What Mr. Horner released today was a "Consolidated Fiscal Summary" not the "Consolidated Fiscal Plan" and that's not just semantics. Nowhere in the document is information relating to section 5(e), (f) and (g).
Whereas in previous quarterly updates they have included tables detailing borrowing requirements and the net financial position and a breakdown of liabilities, this information is nowhere to be found in Mr. Horner's update today.
So, I submit that a) he has violated the Act by not providing information that would allow a reasonable person to determine "accuracy," and b) he's also violated the Act by not providing information required under the "Consolidated Fiscal Plan," such as a balance sheet or breakdown of liabilities.

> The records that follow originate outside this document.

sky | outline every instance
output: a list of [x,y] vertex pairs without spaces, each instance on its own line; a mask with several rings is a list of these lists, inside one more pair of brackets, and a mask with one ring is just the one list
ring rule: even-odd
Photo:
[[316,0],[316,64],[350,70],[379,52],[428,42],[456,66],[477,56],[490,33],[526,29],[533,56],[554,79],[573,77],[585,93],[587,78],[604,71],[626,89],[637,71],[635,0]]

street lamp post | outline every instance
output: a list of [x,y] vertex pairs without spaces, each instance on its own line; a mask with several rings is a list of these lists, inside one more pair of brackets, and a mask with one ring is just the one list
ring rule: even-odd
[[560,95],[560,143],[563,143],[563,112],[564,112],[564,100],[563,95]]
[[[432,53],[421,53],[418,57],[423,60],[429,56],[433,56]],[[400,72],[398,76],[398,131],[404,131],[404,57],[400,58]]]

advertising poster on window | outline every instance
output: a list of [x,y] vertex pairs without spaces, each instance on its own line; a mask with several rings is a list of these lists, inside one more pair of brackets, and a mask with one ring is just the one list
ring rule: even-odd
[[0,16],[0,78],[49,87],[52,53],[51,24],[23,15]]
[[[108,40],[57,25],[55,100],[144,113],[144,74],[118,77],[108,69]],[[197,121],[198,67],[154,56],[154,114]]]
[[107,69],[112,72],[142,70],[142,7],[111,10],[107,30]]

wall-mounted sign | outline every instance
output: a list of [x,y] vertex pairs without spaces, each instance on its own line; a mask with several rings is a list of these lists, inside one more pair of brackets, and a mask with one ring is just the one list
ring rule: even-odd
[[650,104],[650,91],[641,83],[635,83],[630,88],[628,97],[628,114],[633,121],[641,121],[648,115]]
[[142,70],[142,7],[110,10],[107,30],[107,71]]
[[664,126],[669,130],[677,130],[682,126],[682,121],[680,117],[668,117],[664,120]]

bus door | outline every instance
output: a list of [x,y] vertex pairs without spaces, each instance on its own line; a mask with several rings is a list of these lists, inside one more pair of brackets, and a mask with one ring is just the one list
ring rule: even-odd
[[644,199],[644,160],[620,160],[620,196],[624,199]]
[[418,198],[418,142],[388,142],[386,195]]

And that's being generous.
And even then, they are only summarizing spending and revenue into broad categories. In fact, there's no longer a breakdown as to the amount of revenue the government received from Corporate taxes, Tobacco Taxes, Fuel Taxes, Insurance Taxes, Oil Royalties, Education Property Taxes, Natural Gas Royalties, and dozens of other categories.

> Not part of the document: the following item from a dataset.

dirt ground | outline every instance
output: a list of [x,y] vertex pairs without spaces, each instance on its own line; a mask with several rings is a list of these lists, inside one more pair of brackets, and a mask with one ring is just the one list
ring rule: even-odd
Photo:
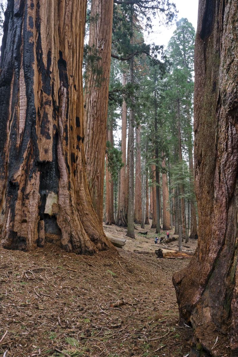
[[[125,235],[116,226],[104,229]],[[0,356],[187,355],[191,329],[178,325],[172,276],[189,260],[156,258],[155,230],[148,230],[149,239],[137,233],[116,253],[93,257],[49,243],[27,253],[0,248],[0,341],[8,331]],[[177,248],[177,241],[168,245]]]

Compare this to the first quarter update that was released in August of 2011: http://www.finance.alberta.ca/publications/budget/quarterly/2012/2012-1st-quarter-report.pdf
Ever since the Deficit Elimination Act was passed into law in May of 1993, finance ministers have been providing updates that looked very similar to the one released in August of 2011. It contained not only the information we got today, but projections for the rest of the year and explanations as to why those numbers might have changed or will change for revenue (broken down by 43 different categories, rather than the 8 we got today) and expenses. It also included, importantly, a balance sheet that contained and update and forecast for things like the balance of the Heritage Fund, self-supporting lending organizations, the Sustainability Fund and others, as well as the accuracy and updates for the accumulated debt, pension liabilities, liabilities for capital projects and others.

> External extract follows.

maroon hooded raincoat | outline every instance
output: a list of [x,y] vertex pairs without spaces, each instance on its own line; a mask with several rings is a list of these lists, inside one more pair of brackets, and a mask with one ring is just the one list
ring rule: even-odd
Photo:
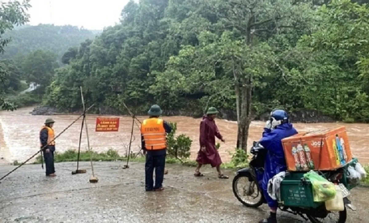
[[[200,123],[200,148],[196,161],[203,164],[210,164],[212,167],[217,166],[222,164],[219,153],[215,146],[215,137],[222,139],[214,120],[207,116],[203,117]],[[201,148],[205,146],[205,152],[201,151]]]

In closing I have three final thoughts.
One, it's insulting and instructive to learn that the government cancelled the pre-press conference technical briefing for reporters. This is an opportunity for reporters to see an embargoed copy of the report and to ask Finance department officials questions about the numbers. Mr. Horner brought up the fact that the technical briefing was cancelled because essentially the numbers were too confusing and if they have a tough time explaining them to reporters, how are reporters supposed to explain them to Albertans. Or in other words, reporters are too stupid to explain to the even stupider Albertans how Alberta's finances are looking every three months.
Two, the quarterly budget update requirement brought in 19 years ago by Jim Dinning was good legislation and it was important legislation. Over 19 years (76 quarterly updates) 10 finance ministers have stood in the press room in the basement of the Legislature and provided the public with a detailed report on the accuracy of their budget, every three months. Today was the first time in nearly two decades that has not happened. Don't take my word for it. Go and look at any one of the quarterly budget updates here: http://www.finance.alberta.ca/publications/budget/index.html
Three, the Alberta government used to be heralded by me and others for the details, transparency and easy to understand budgets and quarterly updates. No more. When governments start to try and hide information from the public, look out.